Brown has proven to be far more than a one-hit wonder this year while saddling winners at a 22 percent clip, primarily on the New York circuit.
“I may apply something I learned from Shug; I might apply something I learned from the vet, or something about the business I learned at Cornell,” the serious-minded Brown said, “but the whole thing is Frankel’s operation.”
Brown, who got to learn about training world class thoroughbreds while working with the likes of the Frankel-trained Ghostzapper, Intercontinental, Empire Maker and Medaglia d’Oro, learned the value of patience from his mentor.
Maram went unraced for more than eight months following her Breeders’ Cup success due to a variety of minor physical issues. The daughter of Sahm returned to action with a victory in a minor stakes at Saratoga on Aug. 8, before suffering her first career defeat during a third-place finish in the Pebbles Stakes at Belmont. In that race, she rallied to miss victory by just a neck after starting slowly and being forced to race extremely wide.
“This year she’s done what you like to see horses do. Sometimes you see good 2-year-olds and they never progress to 3. A lot of it is physical attributes. They don’t grow; they don’t change, they get worse mentally,” Brown said. “This filly has improved in every area from 2 to 3. She grew in size; she relaxed mentally; she got stronger; these are things when you have a 2-year-old turn 3 you take for granted.
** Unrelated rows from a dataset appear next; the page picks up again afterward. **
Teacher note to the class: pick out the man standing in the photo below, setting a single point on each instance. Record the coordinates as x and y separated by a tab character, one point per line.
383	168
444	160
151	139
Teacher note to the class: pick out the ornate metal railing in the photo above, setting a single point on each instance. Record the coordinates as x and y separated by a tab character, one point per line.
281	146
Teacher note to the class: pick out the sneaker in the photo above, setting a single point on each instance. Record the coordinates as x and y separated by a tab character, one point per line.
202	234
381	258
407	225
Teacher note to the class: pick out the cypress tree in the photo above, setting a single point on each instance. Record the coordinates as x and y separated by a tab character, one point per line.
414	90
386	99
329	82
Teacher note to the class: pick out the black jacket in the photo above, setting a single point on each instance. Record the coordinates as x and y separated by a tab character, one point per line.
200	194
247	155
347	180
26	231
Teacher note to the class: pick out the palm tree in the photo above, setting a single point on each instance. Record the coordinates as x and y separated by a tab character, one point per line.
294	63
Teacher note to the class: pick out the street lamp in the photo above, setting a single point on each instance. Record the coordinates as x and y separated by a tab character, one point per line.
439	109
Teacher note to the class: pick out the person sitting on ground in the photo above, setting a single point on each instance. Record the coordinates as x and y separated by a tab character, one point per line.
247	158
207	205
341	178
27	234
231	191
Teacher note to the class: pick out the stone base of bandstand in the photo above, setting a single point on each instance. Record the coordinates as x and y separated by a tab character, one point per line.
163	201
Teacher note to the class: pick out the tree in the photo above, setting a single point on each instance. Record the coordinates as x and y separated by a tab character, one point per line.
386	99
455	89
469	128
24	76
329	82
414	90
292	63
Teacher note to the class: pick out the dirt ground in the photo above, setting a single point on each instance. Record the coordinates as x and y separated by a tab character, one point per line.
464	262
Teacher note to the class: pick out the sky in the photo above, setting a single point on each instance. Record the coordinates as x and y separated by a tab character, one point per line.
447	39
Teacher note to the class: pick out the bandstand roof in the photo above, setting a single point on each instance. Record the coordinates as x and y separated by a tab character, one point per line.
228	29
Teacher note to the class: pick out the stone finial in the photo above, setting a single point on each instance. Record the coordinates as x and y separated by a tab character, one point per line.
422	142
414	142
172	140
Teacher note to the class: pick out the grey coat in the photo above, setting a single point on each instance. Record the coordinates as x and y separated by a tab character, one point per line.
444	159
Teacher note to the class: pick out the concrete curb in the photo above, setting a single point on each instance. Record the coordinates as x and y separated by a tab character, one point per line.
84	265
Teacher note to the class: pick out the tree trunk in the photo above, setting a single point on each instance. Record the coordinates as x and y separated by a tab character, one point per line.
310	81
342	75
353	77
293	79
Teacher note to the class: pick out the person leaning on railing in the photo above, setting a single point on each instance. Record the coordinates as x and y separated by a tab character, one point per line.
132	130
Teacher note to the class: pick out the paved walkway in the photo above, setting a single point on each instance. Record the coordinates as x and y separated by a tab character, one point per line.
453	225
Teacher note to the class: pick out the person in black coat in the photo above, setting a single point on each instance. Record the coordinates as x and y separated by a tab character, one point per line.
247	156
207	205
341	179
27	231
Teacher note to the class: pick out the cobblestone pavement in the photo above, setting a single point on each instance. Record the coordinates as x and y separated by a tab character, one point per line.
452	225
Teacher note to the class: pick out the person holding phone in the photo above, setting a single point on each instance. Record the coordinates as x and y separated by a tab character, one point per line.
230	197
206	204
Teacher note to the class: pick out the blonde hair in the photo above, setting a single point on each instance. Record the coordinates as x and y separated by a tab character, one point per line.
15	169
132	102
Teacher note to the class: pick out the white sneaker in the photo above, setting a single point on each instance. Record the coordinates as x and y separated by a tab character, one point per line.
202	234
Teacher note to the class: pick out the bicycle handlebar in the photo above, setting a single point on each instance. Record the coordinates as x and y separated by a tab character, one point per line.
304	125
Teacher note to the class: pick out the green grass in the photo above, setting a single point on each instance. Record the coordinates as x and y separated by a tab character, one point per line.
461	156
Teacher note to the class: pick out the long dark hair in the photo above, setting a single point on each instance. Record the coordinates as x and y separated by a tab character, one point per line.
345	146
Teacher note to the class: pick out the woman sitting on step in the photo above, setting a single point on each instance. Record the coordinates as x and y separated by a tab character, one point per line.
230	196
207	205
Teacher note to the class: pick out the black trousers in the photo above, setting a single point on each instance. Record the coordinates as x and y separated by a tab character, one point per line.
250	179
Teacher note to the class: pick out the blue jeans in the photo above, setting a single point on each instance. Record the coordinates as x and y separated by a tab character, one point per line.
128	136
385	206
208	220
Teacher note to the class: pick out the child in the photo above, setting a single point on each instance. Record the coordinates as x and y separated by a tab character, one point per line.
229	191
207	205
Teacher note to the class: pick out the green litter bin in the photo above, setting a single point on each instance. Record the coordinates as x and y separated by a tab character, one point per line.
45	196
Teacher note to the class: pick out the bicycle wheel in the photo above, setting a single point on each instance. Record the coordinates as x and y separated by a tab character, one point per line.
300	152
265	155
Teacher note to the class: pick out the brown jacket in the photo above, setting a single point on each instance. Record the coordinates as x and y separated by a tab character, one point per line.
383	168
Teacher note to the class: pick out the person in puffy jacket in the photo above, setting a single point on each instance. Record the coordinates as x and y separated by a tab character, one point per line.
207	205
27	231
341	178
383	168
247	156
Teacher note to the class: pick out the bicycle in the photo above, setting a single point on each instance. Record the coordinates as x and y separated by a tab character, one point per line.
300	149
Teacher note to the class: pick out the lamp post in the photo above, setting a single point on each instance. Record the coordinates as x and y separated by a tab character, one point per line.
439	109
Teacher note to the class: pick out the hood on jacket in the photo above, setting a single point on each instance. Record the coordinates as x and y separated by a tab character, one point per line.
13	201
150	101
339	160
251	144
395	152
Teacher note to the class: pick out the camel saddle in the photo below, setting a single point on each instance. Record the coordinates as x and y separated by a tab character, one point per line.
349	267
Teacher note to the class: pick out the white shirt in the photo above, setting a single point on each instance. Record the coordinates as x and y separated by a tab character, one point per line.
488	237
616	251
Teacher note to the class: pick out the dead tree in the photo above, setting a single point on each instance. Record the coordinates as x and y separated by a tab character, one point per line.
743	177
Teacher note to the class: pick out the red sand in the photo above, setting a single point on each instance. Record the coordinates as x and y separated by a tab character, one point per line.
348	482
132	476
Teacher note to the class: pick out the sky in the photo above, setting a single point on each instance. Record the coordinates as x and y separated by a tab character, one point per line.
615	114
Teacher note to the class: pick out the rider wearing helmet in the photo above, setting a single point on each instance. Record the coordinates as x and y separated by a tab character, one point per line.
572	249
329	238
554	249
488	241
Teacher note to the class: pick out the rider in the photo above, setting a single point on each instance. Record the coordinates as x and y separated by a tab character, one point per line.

You assume that they’ll do that, but they don’t.”
Maram will be taking a huge step up in class for her third start of the year, which accounts for her 12-1 odds in the morning line for the Filly & Mare Turf, which attracted defending champion Forever Together, multiple Grade-1-winner Magical Fantasy and European stakes-winner Midday.
Forever Together, the 5-2 morning-line favorite, has been upset in her last two starts, including a third-place finish in the First Lady over a soft turf course.
“To me she’s been as good as she’s ever been. Some people, some friends in the media, claim she’s lost a step, but I don’t actually think she has,” Hall of Fame trainer Jonathan Sheppard said. “She seems fine to me.”